Scotogramma fervida is a small, gray-tan moth (FW length 13 - 15 mm) that flies in sage steppe in the southern portion of the Pacific Northwest during late spring and early summer. It has a smudgy, gray-filled reniform spot and a dark red-brown shade preceding the posterior subterminal line. The forewing is slightly mottled dull gray-tan with a slight golden cast. The terminal area is gray. A short irregular black basal dash is present. The basal, antemedial, and postmedial lines are gray, double with filling of the ground color, and are strongest as paired spots on the costa. The antemedial line is very faint and usually only partially evident, irregular and slanted toward the outer margin from the costa. The median line is gray, very faint except for a spot on the costa. The postmedial line is also very faint, smoothly excurved around the reniform spot and oblique toward the base from the lower cell to the posterior margin. The subterminal line is pale yellow-brown, complete, offset toward the base at the costa and forming a moderately-strong W-mark on veins M3 and CuA1, nearly straight elsewhere. This line is preceded by a red-brown to dark gray shade in the distal subterminal area, as well as by a series of black wedges between the veins on the mid-wing. The terminal line is a series of black spots are triangles. The fringe is checkered gray and tan. The orbicular post is partially outlined in thin black, oval, filled with the ground color or light gray with a gray ocellus. The reniform spot is asymmetrically kidney-shaped with an expanded lower half, outlined with strong black inferiorly and weak gray to incomplete anteriorly, filled with the ground color and smoky purple to charcoal gray in the posterior half. The claviform spot is small, black filled with the ground color or gray. The hindwing is dirty light gray-tan with an ill-defined gray marginal band, gray veins, discal spot, and thin terminal line. The hindwing fringe is off-white with a yellow and gray base. The thorax is gray-tan with black and gray barring across the collar and powdery dark margins on the tegulae. The eye is covered with fine hairs. The male antenna is filiform.

This species can be distinguished from other early season moths by its relatively small size, smudgy gray reniform spot, and red-brown color near the subterminal line. It is only likely to be confused with Anarta fulgora and Scotogramma stretchii. The former species is gray rather than brownish and lacks the red-brown band near the anal angle of the forewing. Scotogramma stretchii lacks the gray filling of the reniform spot, the pale subterminal line, and red-brown subterminal color that are found in S. fervida.

This species undoubtedly belongs in the genus Anarta rather than Scotogramma. The forewing pattern, including the gray-filled reniform spot, is typical for this genus.


This species is widely distributed in arid rangelands throughout much of western North America.  In the Pacific Northwest, it is narrowly restricted to desert habitats at low elevations.  It is moderately common on very dry sagebrush steppe of southeastern Oregon.


Pacific Northwest

Scotogramma fervida is found in southeastern Oregon in the Pacific Northwest. It doubtless occurs in southern Idaho as well. It has not been collected in the Columbia Basin.

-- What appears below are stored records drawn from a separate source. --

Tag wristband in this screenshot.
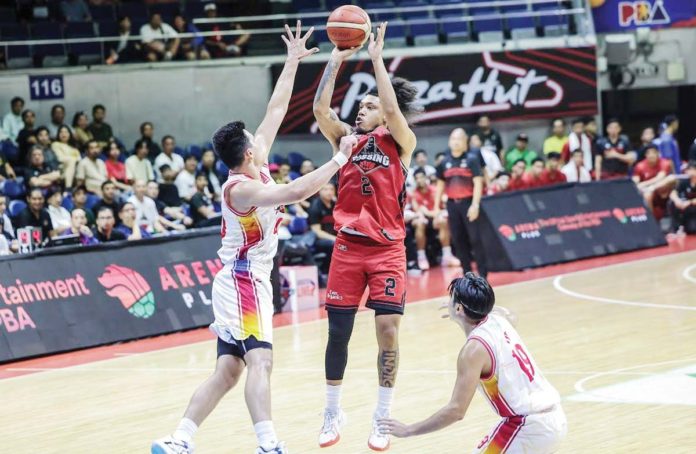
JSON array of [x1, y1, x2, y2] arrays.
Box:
[[333, 153, 348, 168]]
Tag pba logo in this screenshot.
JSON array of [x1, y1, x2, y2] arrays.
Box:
[[498, 224, 517, 241], [352, 137, 389, 174], [611, 208, 628, 224], [97, 265, 155, 318], [619, 0, 671, 27]]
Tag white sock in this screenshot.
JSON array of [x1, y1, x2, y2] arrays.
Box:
[[375, 386, 394, 417], [326, 385, 341, 413], [254, 421, 278, 450], [172, 418, 198, 443]]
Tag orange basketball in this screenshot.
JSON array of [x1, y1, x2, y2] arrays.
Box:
[[326, 5, 372, 49]]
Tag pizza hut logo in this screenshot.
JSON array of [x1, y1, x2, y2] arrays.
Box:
[[351, 137, 389, 174]]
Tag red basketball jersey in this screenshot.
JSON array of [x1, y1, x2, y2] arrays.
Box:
[[334, 126, 407, 244]]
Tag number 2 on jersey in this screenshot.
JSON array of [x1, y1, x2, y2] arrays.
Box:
[[512, 344, 534, 382], [361, 175, 373, 195]]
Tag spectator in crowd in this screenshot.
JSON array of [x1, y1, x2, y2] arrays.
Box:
[[174, 14, 210, 60], [125, 140, 155, 184], [17, 109, 36, 165], [155, 136, 184, 183], [128, 180, 165, 232], [24, 145, 60, 191], [595, 118, 636, 180], [133, 121, 162, 162], [636, 126, 655, 162], [51, 125, 80, 188], [106, 16, 142, 65], [633, 145, 676, 219], [60, 0, 92, 22], [434, 128, 488, 277], [140, 13, 180, 61], [174, 154, 200, 202], [471, 114, 503, 160], [561, 148, 592, 183], [191, 173, 220, 227], [159, 164, 181, 207], [200, 149, 220, 202], [561, 118, 594, 171], [508, 158, 528, 191], [307, 183, 336, 274], [36, 126, 60, 169], [657, 115, 681, 174], [114, 202, 152, 241], [85, 104, 114, 148], [59, 208, 99, 246], [541, 151, 566, 186], [2, 96, 24, 144], [15, 188, 55, 242], [92, 180, 118, 219], [669, 161, 696, 234], [146, 181, 193, 230], [202, 3, 250, 58], [46, 188, 70, 235], [73, 111, 94, 149], [300, 159, 318, 176], [94, 206, 126, 243], [73, 186, 95, 226], [542, 118, 568, 155], [47, 104, 72, 139], [503, 133, 539, 172], [104, 140, 131, 191], [411, 168, 461, 271], [524, 158, 553, 189], [75, 140, 108, 197]]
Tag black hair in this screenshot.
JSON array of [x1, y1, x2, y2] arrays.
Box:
[[447, 271, 495, 320], [213, 121, 249, 169], [368, 77, 423, 122]]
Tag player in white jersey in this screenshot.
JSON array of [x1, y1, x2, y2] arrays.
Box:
[[380, 273, 567, 454], [151, 21, 357, 454]]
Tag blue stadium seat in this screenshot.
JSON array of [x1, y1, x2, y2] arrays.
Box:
[[7, 200, 27, 218]]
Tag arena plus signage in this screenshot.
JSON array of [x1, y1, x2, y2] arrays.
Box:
[[273, 47, 597, 133], [0, 232, 222, 362]]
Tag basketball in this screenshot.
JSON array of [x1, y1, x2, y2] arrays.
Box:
[[326, 5, 372, 49]]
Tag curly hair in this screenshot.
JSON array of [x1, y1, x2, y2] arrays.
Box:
[[368, 77, 423, 123], [213, 121, 249, 169]]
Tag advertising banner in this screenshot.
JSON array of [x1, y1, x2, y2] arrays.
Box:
[[0, 229, 222, 362], [272, 47, 597, 134], [590, 0, 696, 33], [481, 179, 667, 271]]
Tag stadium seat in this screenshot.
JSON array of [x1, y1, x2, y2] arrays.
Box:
[[7, 200, 27, 218], [410, 22, 439, 46]]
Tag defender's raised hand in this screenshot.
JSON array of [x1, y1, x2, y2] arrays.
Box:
[[280, 20, 319, 60]]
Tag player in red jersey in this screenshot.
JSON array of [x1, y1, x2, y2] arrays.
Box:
[[314, 23, 418, 451]]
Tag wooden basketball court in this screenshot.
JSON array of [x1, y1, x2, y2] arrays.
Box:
[[0, 247, 696, 454]]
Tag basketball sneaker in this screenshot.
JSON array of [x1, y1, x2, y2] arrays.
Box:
[[367, 414, 390, 451], [150, 435, 193, 454], [319, 409, 347, 448], [256, 441, 290, 454]]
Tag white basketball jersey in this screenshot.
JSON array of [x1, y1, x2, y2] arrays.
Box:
[[218, 166, 284, 273], [469, 314, 561, 417]]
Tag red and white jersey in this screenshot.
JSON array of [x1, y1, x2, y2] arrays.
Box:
[[218, 166, 284, 273], [334, 126, 408, 244], [468, 314, 561, 417]]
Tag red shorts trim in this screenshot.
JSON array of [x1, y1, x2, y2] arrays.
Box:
[[326, 234, 406, 314]]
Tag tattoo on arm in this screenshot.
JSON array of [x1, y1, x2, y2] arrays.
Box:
[[377, 350, 399, 388]]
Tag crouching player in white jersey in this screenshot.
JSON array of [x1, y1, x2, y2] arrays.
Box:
[[152, 21, 357, 454], [380, 273, 567, 454]]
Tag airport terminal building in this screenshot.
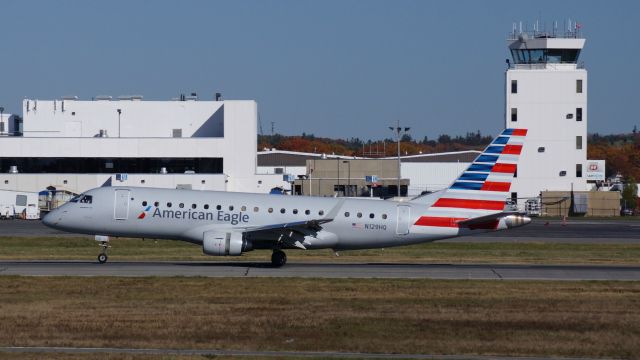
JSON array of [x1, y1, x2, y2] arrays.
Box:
[[0, 96, 286, 193]]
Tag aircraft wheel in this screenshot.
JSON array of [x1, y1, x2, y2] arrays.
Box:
[[271, 250, 287, 267]]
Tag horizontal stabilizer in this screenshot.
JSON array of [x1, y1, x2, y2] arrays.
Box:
[[458, 211, 522, 228]]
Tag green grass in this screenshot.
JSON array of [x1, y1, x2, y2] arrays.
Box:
[[0, 276, 640, 358], [0, 237, 640, 265]]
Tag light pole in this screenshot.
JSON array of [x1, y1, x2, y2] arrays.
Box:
[[116, 109, 122, 137], [389, 120, 411, 197], [342, 160, 351, 196]]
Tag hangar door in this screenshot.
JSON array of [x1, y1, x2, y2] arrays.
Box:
[[396, 205, 411, 235], [113, 189, 129, 220]]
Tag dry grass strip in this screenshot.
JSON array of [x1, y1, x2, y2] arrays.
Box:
[[0, 277, 640, 358]]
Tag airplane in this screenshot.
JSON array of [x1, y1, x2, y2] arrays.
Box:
[[43, 129, 531, 267]]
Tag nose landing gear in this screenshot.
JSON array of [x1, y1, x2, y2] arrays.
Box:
[[271, 250, 287, 267], [98, 241, 111, 264]]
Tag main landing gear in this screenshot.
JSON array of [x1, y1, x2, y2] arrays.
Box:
[[98, 241, 110, 264], [271, 250, 287, 267]]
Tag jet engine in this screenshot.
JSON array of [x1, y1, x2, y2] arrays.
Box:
[[202, 231, 252, 256]]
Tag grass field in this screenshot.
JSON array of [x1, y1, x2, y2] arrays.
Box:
[[0, 237, 640, 265], [0, 277, 640, 358]]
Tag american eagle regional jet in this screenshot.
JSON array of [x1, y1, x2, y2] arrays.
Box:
[[43, 129, 531, 267]]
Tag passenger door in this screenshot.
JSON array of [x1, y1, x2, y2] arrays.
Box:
[[396, 205, 411, 235], [113, 189, 130, 220]]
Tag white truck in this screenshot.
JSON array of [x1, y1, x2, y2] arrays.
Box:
[[0, 190, 40, 220]]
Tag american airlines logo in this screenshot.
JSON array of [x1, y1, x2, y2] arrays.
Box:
[[138, 206, 249, 225]]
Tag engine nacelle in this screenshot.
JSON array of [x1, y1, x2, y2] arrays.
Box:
[[202, 231, 252, 256]]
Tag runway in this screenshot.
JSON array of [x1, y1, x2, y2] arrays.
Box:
[[0, 261, 640, 281], [0, 219, 640, 244]]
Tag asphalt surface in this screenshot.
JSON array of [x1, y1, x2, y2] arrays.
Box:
[[0, 261, 640, 281], [0, 219, 640, 244]]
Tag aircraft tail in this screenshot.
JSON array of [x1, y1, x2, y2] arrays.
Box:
[[412, 129, 528, 228]]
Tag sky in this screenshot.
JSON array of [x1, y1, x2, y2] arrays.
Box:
[[0, 0, 640, 140]]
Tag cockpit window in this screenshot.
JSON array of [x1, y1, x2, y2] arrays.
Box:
[[80, 195, 93, 204]]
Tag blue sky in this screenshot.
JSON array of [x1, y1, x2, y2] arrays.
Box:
[[0, 0, 640, 139]]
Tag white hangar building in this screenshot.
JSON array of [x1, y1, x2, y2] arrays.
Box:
[[0, 96, 286, 193]]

This species is found in western North America. It occurs from southern Alberta and Saskatchewan to New Mexico and California.

Life History


No information is presently available regarding larval foodplants of this species, but it probably feeds on herbaceous vegetation based upon closely related species.


Adults of S. fervida fly during the summer and have been collected in June and July in Oregon. It is a nocturnal species that comes to lights.